January 25, 2016 / 2:10 PM / 3 years ago

Les policiers tunisiens dans la rue pour des hausses de salaires

CARTHAGE, Tunisie (Reuters) - Trois mille policiers tunisiens ont marché lundi en direction du palais présidentiel de Carthage dans la banlieue des Tunis, à l’appui de revendications salariales, ajoutant aux pressions qui s’exercent sur le gouvernement de Habib Essid après une semaine d’émeutes déclenchées dans plusieurs villes par des demandeurs d’emploi.

Répétition du titre de la photo. Des milliers de policiers tunisiens ont marché lundi en direction du palais présidentiel de Carthage dans la banlieue de Tunis, à l'appui de revendications salariales, après une semaine d'émeutes provoquées dans différentes villes du pays par des demandeurs d'emploi. /Photo prise le 25 janvier 2016/REUTERS/Zoubeir Souissi

Scandant “Les salaires toujours dans le rouge!” et “Nous défendons la nation; nous réclamons ce qui nous revient de droit”, des policiers en civil se sont fait entendre sous les fenêtres de la présidence, dans la banlieue de Tunis.

Les policiers n’étaient pas les seuls à manifester lundi. A Sidi Bouzid, ville qui fut fin décembre 2010 et en janvier 2011 le berceau des révoltes du “printemps arabe”, un rassemblement de sans-emploi a été dispersé par la police, qui a eu recours aux gaz lacrymogènes, ont rapporté des témoins.

Un sit-in de jeunes sans emploi a eu lieu aussi dans un bâtiment administratif de Kasserine et d’autres manifestations ont été signalées à Gafsa, dans le Sud, de même qu’à Béja, dans le Nord.

A Carthage, la garde présidentielle a bloqué l’accès à la rue à proximité du palais, vers lequel ont convergé les policiers pour une manifestation qui s’est déroulée pacifiquement.

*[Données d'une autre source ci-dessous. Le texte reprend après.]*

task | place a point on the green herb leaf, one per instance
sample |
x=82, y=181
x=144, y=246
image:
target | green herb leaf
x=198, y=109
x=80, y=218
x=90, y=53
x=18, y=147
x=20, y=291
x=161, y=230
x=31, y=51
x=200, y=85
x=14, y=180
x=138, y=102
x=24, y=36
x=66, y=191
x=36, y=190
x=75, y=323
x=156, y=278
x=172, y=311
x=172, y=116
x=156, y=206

EVOLUTION POLITIQUE MAIS MARASME ECONOMIQUE

Les forces de sécurité tunisiennes sont en première ligne dans la lutte contre les islamistes, qui attaquent des postes de contrôle et des patrouilles, et ont commis l’année dernière trois attentats majeurs - contre le musée du Bardo à Tunis, contre un hôtel de Sousse, et contre des hommes de la sécurité présidentielle à Tunis.

“Nous cherchons à améliorer notre situation, comme les autres secteurs, notamment parce que nous sommes en première ligne pour défendre le pays”, a expliqué à Reuters à Carthage Chokri Hamada, porte-parole d’un syndicat de la police. “Nous n’avons aucune confiance dans le gouvernement, après toutes les promesses qu’il a faites”.

Un certain calme est revenu à travers le pays après les émeutes de la semaine dernière, qui ont souligné à quel point la Tunisie restait sujette à des troubles sociaux en dépit de la transition démocratique intervenue après la chute, voici cinq ans, du régime autoritaire du président Zine ben Ali.

Un policier a trouvé la mort dans les manifestations de la semaine dernière, lors desquelles des émeutiers ont incendié des postes de police et envahi des bâtiments administratifs dans cinq villes.

La jeune démocratie tunisienne s’est dotée d’une nouvelle Constitution, fruit d’un compromis politique entre les partis laïques et islamistes, et des élections libres ont eu lieu. Mais la transition politique ne s’est pas accompagnée d’avancées économiques et nombreux sont les Tunisiens inquiets pour leur emploi et leur pouvoir d’achat. Le taux de chômage est passé de 12% en 2010 à 15,3% en 2015, du fait d’une croissance atone et d’un manque d’investissements.